Les massacres se succèdent sans relâche. Les bombardements ont visé des hôpitaux, dont l’hôpital européen de Khan Younès et un bâtiment de l’hôpital Nasser, dans une atteinte flagrante à des installations supposées être sûres et neutres. Même les tentes des déplacés n’ont pas été épargnées, et les écoles se sont transformées en cimetières collectifs. Chaque recoin de Gaza est devenu une cible, chaque mouvement est aux yeux des avions. Plus de cinquante civils sont tués chaque jour, en majorité des femmes et des enfants, dans des crimes assumés, sans aucune honte à la lumière du jour.
Il est devenu évident que cette guerre ne vise plus des combattants, mais la vie elle-même. La banque d’objectifs de l’armée israélienne semble épuisée, ne laissant à l’armée qu’un seul but : anéantir les innocents et frapper ce qu’il reste de souffle.

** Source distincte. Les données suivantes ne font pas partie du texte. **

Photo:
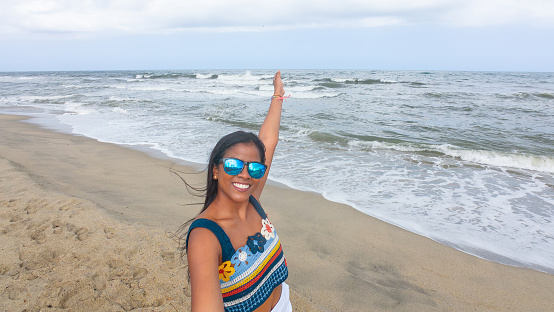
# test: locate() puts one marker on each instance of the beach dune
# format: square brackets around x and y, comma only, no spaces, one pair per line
[90,226]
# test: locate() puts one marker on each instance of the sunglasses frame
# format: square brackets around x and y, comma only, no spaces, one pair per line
[244,164]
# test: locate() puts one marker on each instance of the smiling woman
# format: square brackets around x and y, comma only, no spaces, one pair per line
[235,258]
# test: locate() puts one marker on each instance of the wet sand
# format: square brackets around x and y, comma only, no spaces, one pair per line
[89,226]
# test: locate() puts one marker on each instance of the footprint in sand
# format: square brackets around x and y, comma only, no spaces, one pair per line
[82,233]
[110,232]
[39,237]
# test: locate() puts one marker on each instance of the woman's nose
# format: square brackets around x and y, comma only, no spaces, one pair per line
[244,173]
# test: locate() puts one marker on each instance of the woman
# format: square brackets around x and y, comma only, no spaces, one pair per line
[235,258]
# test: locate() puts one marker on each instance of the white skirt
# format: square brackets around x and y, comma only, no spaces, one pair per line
[283,305]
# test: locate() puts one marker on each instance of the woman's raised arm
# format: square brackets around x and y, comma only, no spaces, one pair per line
[269,131]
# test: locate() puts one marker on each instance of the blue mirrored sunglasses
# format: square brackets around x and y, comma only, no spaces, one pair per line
[233,166]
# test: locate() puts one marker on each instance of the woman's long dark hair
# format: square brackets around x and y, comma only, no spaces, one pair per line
[210,191]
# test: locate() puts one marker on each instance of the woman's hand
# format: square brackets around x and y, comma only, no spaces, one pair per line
[278,85]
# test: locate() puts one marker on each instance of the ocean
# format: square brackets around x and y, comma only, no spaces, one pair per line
[464,158]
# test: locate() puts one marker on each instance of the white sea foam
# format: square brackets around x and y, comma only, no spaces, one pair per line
[120,110]
[467,197]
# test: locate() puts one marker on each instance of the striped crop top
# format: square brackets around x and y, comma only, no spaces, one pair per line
[249,274]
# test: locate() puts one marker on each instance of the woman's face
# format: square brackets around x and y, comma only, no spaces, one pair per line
[239,187]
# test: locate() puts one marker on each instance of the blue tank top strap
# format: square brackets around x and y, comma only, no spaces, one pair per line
[258,207]
[227,249]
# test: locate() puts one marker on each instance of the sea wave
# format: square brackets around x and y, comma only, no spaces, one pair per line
[540,163]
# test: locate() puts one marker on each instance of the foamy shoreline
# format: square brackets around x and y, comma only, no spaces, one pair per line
[84,224]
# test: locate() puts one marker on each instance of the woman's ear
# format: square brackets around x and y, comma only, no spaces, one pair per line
[215,172]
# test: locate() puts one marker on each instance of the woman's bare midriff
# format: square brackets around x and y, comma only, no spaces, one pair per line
[271,301]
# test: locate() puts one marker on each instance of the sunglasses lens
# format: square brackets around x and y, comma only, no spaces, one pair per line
[256,170]
[233,166]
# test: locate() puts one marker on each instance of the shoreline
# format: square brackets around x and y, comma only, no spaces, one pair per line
[47,122]
[339,258]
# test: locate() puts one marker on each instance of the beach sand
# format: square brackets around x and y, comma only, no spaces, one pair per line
[89,226]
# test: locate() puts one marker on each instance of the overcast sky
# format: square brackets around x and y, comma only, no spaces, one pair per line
[489,35]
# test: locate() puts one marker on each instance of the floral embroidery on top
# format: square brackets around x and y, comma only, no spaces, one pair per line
[226,269]
[256,243]
[242,257]
[268,231]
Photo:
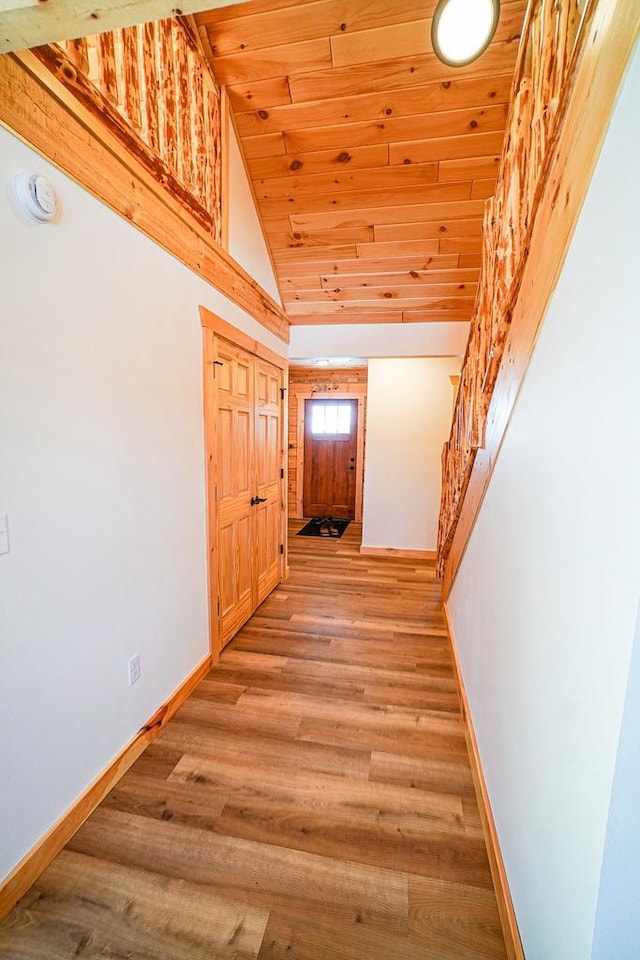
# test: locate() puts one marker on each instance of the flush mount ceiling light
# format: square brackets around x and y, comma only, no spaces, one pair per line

Mais ce qui a attiré récemment l’attention, c’est le changement de ton à l’échelle mondiale.
De nombreuses voix s’élèvent désormais depuis diverses capitales, appelant Israël à cesser les massacres, à laisser entrer l’aide humanitaire, et à s’asseoir à la table des négociations.

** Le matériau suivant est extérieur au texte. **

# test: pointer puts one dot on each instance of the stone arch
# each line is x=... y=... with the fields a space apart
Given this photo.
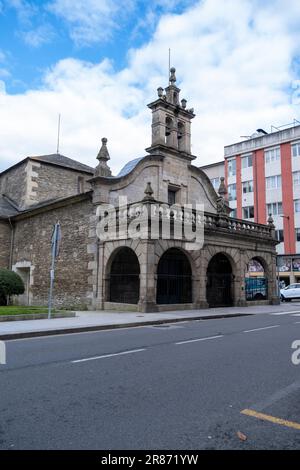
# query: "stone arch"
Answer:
x=174 y=277
x=219 y=280
x=257 y=278
x=123 y=276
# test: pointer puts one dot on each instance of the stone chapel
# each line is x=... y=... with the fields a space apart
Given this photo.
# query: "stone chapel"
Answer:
x=140 y=274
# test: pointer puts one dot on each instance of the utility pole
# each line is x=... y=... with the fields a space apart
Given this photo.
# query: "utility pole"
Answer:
x=58 y=135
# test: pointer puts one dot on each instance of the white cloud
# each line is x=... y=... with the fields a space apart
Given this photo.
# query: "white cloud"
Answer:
x=234 y=65
x=36 y=37
x=92 y=21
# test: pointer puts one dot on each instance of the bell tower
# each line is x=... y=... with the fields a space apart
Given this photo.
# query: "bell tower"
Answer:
x=171 y=121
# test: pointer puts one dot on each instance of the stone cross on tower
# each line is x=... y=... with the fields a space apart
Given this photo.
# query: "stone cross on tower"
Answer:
x=103 y=156
x=171 y=120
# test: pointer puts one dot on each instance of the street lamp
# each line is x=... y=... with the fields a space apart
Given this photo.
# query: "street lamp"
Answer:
x=289 y=239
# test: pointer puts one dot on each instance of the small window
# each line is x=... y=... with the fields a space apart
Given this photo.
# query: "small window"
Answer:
x=296 y=150
x=273 y=182
x=232 y=167
x=172 y=196
x=275 y=208
x=215 y=182
x=247 y=161
x=231 y=192
x=279 y=235
x=80 y=184
x=296 y=178
x=248 y=187
x=297 y=205
x=248 y=212
x=272 y=155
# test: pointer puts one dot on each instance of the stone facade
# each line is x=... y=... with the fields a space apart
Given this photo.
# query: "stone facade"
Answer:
x=5 y=238
x=123 y=272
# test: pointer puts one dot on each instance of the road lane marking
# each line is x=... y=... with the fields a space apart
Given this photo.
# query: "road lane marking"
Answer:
x=286 y=312
x=259 y=329
x=275 y=397
x=199 y=339
x=272 y=419
x=104 y=356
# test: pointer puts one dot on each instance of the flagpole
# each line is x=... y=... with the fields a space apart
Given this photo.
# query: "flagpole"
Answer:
x=54 y=254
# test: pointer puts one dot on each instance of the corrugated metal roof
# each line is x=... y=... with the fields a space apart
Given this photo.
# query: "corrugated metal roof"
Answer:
x=61 y=160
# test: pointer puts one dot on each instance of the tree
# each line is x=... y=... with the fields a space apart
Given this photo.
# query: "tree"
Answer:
x=10 y=284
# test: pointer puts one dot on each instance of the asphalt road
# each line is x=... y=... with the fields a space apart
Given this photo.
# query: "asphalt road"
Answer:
x=180 y=386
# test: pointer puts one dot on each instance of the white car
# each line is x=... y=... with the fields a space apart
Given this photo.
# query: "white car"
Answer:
x=290 y=292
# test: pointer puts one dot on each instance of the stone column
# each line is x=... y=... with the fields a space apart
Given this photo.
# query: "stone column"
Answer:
x=273 y=292
x=239 y=282
x=101 y=281
x=199 y=285
x=147 y=302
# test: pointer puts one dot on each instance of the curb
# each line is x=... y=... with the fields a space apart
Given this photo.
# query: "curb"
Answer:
x=83 y=329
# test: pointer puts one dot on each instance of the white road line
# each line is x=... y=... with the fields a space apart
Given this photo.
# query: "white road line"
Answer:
x=259 y=329
x=107 y=355
x=199 y=339
x=285 y=313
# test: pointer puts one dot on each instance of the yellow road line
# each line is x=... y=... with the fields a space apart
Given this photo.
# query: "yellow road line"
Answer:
x=272 y=419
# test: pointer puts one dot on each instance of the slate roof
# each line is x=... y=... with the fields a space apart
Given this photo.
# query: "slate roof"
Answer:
x=129 y=167
x=61 y=160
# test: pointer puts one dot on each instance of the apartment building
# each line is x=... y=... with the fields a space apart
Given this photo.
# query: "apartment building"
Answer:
x=262 y=174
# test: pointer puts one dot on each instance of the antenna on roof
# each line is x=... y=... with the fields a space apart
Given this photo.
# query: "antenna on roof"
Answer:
x=58 y=134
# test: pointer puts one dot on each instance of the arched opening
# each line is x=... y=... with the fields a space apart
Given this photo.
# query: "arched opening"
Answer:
x=180 y=135
x=219 y=282
x=169 y=125
x=256 y=280
x=174 y=278
x=124 y=277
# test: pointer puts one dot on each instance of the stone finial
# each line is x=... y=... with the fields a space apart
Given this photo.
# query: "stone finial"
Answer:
x=149 y=192
x=103 y=152
x=172 y=78
x=183 y=103
x=222 y=188
x=103 y=156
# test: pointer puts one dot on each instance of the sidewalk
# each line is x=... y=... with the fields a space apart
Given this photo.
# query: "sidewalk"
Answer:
x=103 y=320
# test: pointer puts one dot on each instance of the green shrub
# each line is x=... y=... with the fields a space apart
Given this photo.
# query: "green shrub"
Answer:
x=10 y=284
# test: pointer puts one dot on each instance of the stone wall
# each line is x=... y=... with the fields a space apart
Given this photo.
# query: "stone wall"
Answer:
x=13 y=183
x=32 y=247
x=5 y=236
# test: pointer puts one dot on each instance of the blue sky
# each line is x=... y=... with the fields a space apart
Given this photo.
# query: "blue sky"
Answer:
x=99 y=62
x=34 y=35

Plus important encore, le discours politique occidental, longtemps doux ou complice, commence à changer. Plusieurs déclarations ont été émises ces derniers jours par des responsables internationaux, dénonçant clairement la politique de famine imposée par Israël, la violation systématique du droit international humanitaire, les crimes de guerre, voire les crimes de génocide perpétrés contre les civils palestiniens de Gaza.
Pour la première fois depuis des années, le terme “génocide” domine les bulletins d’information internationaux, non comme une simple accusation, mais comme une réalité soutenue par des images et des témoignages.
Même les médias occidentaux, qui ont longtemps relayé la version israélienne, commencent à revoir leur position. Les reportages, les témoignages de terrain, et les images d’enfants extraits des décombres ont inversé l’opinion publique et réveillé une conscience humaine — même si c’est tardivement.
Mais il ne s’agit pas seulement de déclarations. La pression populaire mondiale augmente à un niveau sans précédent.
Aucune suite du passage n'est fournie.